The Lather Rinse Repeat Salon in El Granada stands out as a beacon of sustainability in the beauty industry, and owner Melissa McGuirk hopes to inspire others to follow. McGuirk, with more than three decades of experience in the beauty industry, is no stranger to the waste produced in the business.
“I’m in the salon every day,” McGuirk said. “I understand completely how much waste we contribute. I mean I’ve seen it for the last 30 years, but it wasn’t until I became a salon owner about a year and a half ago that I decided to dig a little deeper and find out if there was something else that we could be doing.”
The reality she discovered was stark. Many beauty products are laden with chemicals, rendering them unrecyclable by local facilities. Determined to find a solution, McGuirk turned to Green Circle Salons, an organization dedicated to sustainable salon solutions. Through their partnership, Lather Rinse Repeat Salon has achieved a “Certified Sustainable” status, meaning it repurposes 95 percent of its beauty waste.
McGuirk said that the goal at The Lather Rinse Repeat Salon is for each service to be climate positive and carbon neutral. This means that resources once deemed waste — leftover hair color, foils, color tubes and aerosol cans — are now recycled thanks to Green Circle Salons, preventing large amounts of waste from entering landfills each year.
According to Green Circle Salons, the beauty industry in North America generates 877 pounds of waste per minute. The Lather Rinse Repeat Salon is one of the 16,000 salons partnering with Green Circle to combat this waste crisis.
“If you’ve ever been to the salon and you’ve gotten your hair colored or highlighted, you have the foils, not to mention the tubes that the color comes in,” said McGuirk. “We collect balls and balls of foils at the end of the day, and all of that was just going directly to the landfill because, while it’s metal, it has chemicals on it.”
Green Circle Salons offers a service where salons can opt out of local garbage and recycling services, and instead opt in for the Green Circle service. For a small fee, estimated by McGuirk to be less than $1 per client, salons receive a box to sort waste which it sends back to Green Circle’s recycling centers where it’s repurposed.
“For example, hair clippings are now being turned into bioplastics,” McGuirk said. “I have cutting combs in my salon that I show my clients that are made from human hair.”
Hair has other uses too, like being broken down into fertilizer or used in cleaning up oil spills. What used to be waste filling up a landfill, is now being repurposed.
“On the coast, we’re surrounded by the beauty that is the world,” McGuirk reflected. “I’m looking at the ocean as we speak, and I’ve got the mountains behind me. It’s hard not to think about where everything is going and how it’s affecting the environment around me.”

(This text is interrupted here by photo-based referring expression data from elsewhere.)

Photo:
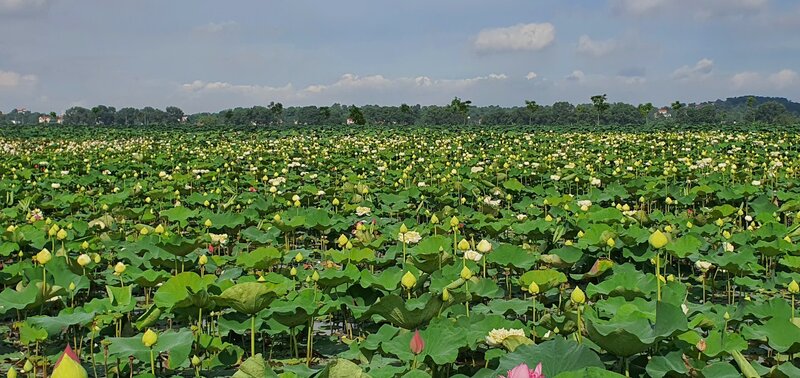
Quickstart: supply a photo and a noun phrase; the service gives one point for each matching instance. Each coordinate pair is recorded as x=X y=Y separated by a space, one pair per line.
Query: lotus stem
x=252 y=335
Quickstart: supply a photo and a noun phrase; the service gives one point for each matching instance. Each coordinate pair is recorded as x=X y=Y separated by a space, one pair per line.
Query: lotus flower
x=522 y=371
x=417 y=344
x=69 y=367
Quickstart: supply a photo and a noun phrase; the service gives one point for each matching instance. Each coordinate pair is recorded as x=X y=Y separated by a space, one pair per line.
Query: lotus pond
x=410 y=252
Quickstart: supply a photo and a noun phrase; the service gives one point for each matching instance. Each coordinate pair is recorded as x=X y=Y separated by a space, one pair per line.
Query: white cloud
x=346 y=85
x=784 y=78
x=701 y=69
x=23 y=6
x=520 y=37
x=13 y=80
x=698 y=9
x=218 y=27
x=595 y=48
x=576 y=75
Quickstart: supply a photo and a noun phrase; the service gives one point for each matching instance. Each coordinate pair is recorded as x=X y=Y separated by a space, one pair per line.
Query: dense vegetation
x=764 y=110
x=320 y=251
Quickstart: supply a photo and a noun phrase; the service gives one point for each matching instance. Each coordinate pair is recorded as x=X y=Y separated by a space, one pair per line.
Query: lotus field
x=414 y=252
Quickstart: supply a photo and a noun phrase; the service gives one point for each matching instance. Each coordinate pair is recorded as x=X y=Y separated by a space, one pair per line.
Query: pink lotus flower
x=522 y=371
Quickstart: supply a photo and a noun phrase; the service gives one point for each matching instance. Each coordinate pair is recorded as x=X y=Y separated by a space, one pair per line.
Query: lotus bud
x=658 y=240
x=701 y=345
x=44 y=256
x=484 y=246
x=578 y=296
x=408 y=281
x=149 y=338
x=793 y=287
x=466 y=273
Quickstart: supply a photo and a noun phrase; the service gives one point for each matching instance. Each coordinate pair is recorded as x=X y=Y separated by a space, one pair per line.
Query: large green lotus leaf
x=335 y=277
x=671 y=363
x=556 y=356
x=30 y=297
x=432 y=245
x=631 y=330
x=626 y=281
x=177 y=344
x=341 y=368
x=408 y=315
x=544 y=278
x=686 y=245
x=250 y=297
x=296 y=308
x=387 y=279
x=511 y=256
x=221 y=221
x=186 y=289
x=179 y=214
x=254 y=367
x=590 y=372
x=260 y=258
x=781 y=334
x=55 y=325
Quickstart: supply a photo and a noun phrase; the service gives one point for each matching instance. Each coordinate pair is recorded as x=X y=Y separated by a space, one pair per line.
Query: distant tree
x=600 y=105
x=357 y=116
x=645 y=110
x=532 y=107
x=461 y=107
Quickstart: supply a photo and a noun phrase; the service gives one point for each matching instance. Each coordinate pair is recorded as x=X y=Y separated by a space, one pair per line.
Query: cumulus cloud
x=347 y=84
x=576 y=75
x=699 y=9
x=12 y=80
x=218 y=27
x=782 y=79
x=701 y=69
x=596 y=48
x=23 y=6
x=521 y=37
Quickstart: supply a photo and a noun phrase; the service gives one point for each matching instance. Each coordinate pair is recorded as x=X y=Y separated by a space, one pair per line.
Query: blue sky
x=208 y=55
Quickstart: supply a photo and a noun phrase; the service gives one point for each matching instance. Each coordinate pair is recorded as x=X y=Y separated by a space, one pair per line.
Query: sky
x=203 y=55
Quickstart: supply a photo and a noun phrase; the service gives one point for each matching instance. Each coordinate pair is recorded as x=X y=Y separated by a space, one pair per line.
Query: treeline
x=458 y=112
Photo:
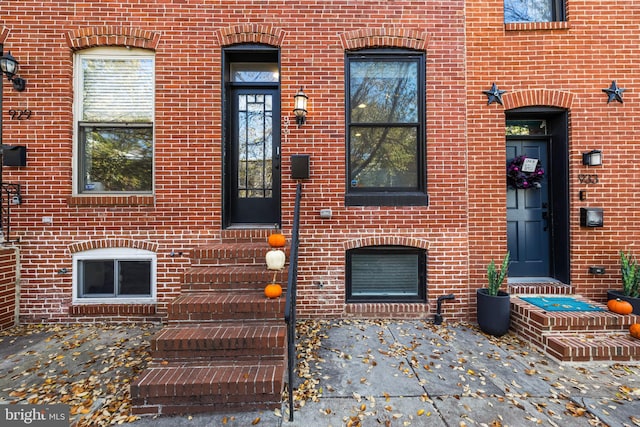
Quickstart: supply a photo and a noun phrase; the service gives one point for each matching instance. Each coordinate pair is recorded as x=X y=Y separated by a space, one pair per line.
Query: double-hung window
x=533 y=11
x=385 y=128
x=114 y=114
x=386 y=273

The Lather Rinse Repeat Salon is only the second in San Mateo County to join the Green Circle Salons recycling program. McGuirk hopes her fellow beauty industry professionals on the coast will also adopt these sustainable practices and invites them to stop by her salon to see how things are done.
“I would love more than anything for the Coastside community to be the leaders in the county and in the industry with this program,” she said. “I’m a small little salon in a small little community, but I truly believe that if there’s any community in San Mateo County that can get on board and do this, it’s ours.
“It’s not just for us as owners, but also the clients,” McGuirk continued. “I think it’s really important that we show our clients that we’re committed to our community.”
The salon also exclusively uses the Authentic Beauty Concept product line, known for its sustainable, vegan, cruelty-free formulas free from microplastics, mineral oil, parabens and silicones.
“It’s really difficult not to look out the window and see how blessed we are to be surrounded by every element of mother nature,” McGuirk said. “(It can make such a huge impact) to come into your business and look around and see that there are small changes that you make. That’s my goal, to start small where we’re at, and hopefully encourage others to come and check us out so that we can make a larger impact here on the coast and maybe even in the county.”